Module 10: Monitoring and communication Flashcards
Key information in the documentation as part of the risk management process (5)
- risks and their assessment and risk responses in a risk register
- risk management decisions made and the reasons for those decisions
- systems
- financial models, including the assumptions and data employed
- management failures, including nature of failure and losses incurred
General considerations in communication as part of the risk management process (3)
- clarity and relevance
- timeliness vs volume and detail
- reliability
Communication can be (2)
- formal or informal
- external or internal
Risk metrics
Measures / indicators of where a company is operating relative to its risk appetite and limits.
Metrics:
- can be quantitative or qualitative
- should be designed to indicate a change in risk profile
- provide an early warning of a likely breach of a risk limit so that pre-emptive actions can be taken.
Key Risk Indicators (KRIs)
Where risk metrics form a key part of an organisation’s risk management framework, they are typically referred to as Key Risk Indicators (KRIs).
A good KRI is one that is useful in (strategic) decision making.
8 Desirable properties of risk reports
Risk reports should:
- be clear, relevant, timely and reliable
- be a role-based summary with the ability to drill down to more detail
- link clearly to decisions that the organisation needs to make
- provide a single point of access to data collected from different sources
- consist of a mixture of qualitative and quantitative data (eg KRIs)
- contain tabular or graphical formats to aid understanding
- use a traffic light system to highlight priority areas
- provide an opportunity for users to provide comment / analysis.
Outline 4 key processes and systems that should be properly documented
Processes and systems which should be properly documented include:
- risk management decisions made and the reasons for those decisions
- systems (eg systems specification and user-acceptance testing of IT systems)
- financial models, including the assumptions and data employed in the model.
- risk management failures, including the nature of failure and losses incurred.

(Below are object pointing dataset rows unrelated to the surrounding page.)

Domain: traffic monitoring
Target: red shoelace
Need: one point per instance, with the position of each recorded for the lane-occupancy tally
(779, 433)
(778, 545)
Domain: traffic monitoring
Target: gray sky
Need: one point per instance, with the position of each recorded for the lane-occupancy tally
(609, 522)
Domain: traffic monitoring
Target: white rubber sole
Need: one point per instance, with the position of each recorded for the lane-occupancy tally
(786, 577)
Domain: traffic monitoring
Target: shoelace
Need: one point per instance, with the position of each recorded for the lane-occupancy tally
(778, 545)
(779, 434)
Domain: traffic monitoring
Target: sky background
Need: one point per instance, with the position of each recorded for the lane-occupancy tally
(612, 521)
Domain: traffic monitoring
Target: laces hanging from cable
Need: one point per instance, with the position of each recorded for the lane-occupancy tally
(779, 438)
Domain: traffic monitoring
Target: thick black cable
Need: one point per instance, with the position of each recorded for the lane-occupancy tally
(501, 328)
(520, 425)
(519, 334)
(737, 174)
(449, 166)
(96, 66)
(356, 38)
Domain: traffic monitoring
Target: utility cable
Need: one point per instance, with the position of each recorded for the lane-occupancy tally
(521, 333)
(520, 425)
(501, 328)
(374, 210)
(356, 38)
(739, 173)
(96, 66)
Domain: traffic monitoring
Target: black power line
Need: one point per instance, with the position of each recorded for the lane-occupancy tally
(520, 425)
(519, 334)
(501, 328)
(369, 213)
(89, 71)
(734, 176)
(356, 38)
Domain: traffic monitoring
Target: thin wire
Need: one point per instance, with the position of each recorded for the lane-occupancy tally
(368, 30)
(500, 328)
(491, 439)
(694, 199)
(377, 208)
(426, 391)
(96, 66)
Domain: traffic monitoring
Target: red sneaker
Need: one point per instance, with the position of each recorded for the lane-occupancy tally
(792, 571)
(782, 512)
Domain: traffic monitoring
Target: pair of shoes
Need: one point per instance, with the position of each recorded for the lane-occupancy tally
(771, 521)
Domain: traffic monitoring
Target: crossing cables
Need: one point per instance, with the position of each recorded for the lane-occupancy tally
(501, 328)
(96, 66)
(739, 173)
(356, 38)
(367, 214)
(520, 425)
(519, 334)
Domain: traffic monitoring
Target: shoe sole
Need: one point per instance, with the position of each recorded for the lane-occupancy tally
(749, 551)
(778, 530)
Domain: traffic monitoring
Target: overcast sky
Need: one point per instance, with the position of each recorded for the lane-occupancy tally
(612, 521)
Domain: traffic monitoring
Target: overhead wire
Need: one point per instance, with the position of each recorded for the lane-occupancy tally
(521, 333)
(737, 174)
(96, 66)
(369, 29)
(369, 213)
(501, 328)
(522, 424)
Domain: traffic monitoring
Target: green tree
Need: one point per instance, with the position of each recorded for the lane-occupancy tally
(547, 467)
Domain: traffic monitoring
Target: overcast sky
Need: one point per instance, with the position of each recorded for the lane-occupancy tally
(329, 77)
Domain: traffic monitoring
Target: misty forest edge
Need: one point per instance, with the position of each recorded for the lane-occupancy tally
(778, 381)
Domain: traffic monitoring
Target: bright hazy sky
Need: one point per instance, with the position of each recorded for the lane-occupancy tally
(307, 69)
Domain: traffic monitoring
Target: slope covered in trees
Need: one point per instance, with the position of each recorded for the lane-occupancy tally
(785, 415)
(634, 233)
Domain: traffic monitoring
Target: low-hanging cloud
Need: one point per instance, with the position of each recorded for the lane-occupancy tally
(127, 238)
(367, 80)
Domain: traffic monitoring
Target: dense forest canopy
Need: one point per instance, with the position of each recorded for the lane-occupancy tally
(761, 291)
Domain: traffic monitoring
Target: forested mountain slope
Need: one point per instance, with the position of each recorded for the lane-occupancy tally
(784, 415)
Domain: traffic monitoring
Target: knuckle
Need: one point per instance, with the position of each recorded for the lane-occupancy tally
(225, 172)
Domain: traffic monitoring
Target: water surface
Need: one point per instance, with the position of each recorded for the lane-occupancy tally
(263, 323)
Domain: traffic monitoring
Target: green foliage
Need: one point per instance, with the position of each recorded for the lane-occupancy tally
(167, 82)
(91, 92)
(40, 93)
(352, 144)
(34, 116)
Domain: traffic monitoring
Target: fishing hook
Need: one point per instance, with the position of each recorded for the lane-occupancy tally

List the desirable features of information used for monitoring and/or reporting purposes
Information needs to be:
- delivered to the users in a timely manner
- reliable (ie free from error)
There is also a trade-off between collecting too much information, so that processing it cannot be usefully digested, and too little, so that it is uninformative.
Describe 5 types of communication
Communication can be:
- INTERNAL (management information)
information about what is happening inside the business, eg cashflow position, sales, inventory levels - EXTERNAL (inwards)
collecting relevant information about what is happening outside the company, eg competitors’ sales - EXTERNAL (outwards)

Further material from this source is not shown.